Ce vin-dit avait trait au petit ange de pierre qui se trouvait sous la touffe de gui. Le chauffeur de taxi s’était mis en tête qu’il lui fallait à tout prix cet ange pour la tombe de sa mère. Planté devant l’ange, il avait les larmes aux yeux.
Marvin Breed, lui, ayant dit ce qu’il pensait de Felix Hoenikker, regardait toujours par la vitrine l’entrée du cimetière.
— Ce petit Fridolin pourri était peut-être un saint des temps modernes, ajouta-t-il, mais enfin, nom de Dieu, il n’en a jamais fait qu’à sa tête et il a toujours eu tout ce qu’il voulait… La musique.
— Pardon ? fis-je.
— C’est pour ça qu’elle l’a épousé. Elle disait qu’il avait l’esprit branché sur la plus grande musique de l’univers, la musique des sphères. (Il se gratta la tête.) Mes fesses.
Puis, le portail du cimetière lui rappela la dernière fois qu’il avait vu Frank Hoenikker, l’as du modèle réduit, le bourreau d’insectes.
— Frank, dit-il.
— Quoi, Frank ?
— La dernière fois que je l’ai vu, ce pauvre gosse, il sortait du cimetière, là. Il était bizarre, ce gosse. Les funérailles de son père n’étaient pas encore terminées. Le vieux n’était même pas sous terre que Frank sortait par le portail que vous voyez là. Il a fait signe du pouce à la première voiture qui passait. Une Pontiac neuve immatriculée en Floride. Elle a stoppé. Frank est monté, et personne ne l’a jamais revu à Ilium.
— On m’a dit que la police le recherche.
— Il s’agit d’un accident, d’un coup du hasard. Frank n’a jamais enfreint la loi. Il n’avait pas ce genre de courage-là. La seule chose qu’il savait faire, c’était construire des modèles réduits. Le seul boulot qu’il ait su garder, c’était au Jack’s Model Shop : il vendait des modèles réduits, il en fabriquait et il conseillait les clients bricoleurs.
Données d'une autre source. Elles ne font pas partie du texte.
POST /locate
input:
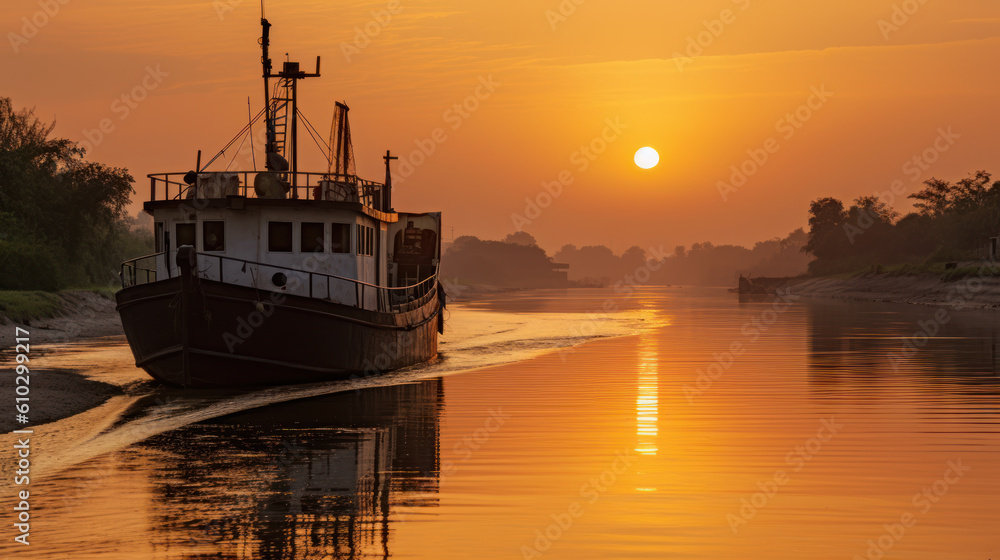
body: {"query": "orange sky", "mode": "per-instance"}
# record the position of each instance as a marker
(560, 80)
Quand il a mis les voiles pour la Floride, il a trouvé du travail dans une boutique de modèles réduits à Sarasota. Manque de pot, la boutique n’était qu’une façade pour un gang qui volait des Cadillac et les amenait directement à bord des vieilles péniches de débarquement en partance pour Cuba. C’est ainsi que Frank s’est trouvé mêlé à tout ça. À mon avis, si les flics ne l’ont pas retrouvé, c’est qu’il est mort. Il en avait trop entendu tout en fixant des tourelles de cuirassé avec de la colle cellulosique.
— Et Newt, savez-vous où il est maintenant ?
— Chez sa sœur, j’imagine, à Indianapolis. La dernière fois que j’ai entendu parler de lui, c’est quand il s’est amouraché de cette naine russe et qu’il s’est fait coller à son C.P.E.M., à Cornell. Vous voyez ça d’ici, un nain qui veut être médecin ? Et ce n’est pas tout. Il y a aussi dans cette malheureuse famille une grande gigue d’un mètre quatre-vingts et quelque. Et ce grand homme, ce cerveau célèbre a retiré sa fille du lycée à l’âge de quinze ans afin de pouvoir continuer à se faire dorloter par une femme. La pauvre n’avait plus que sa clarinette, souvenir de l’orchestre du lycée, la Fanfare des Cent.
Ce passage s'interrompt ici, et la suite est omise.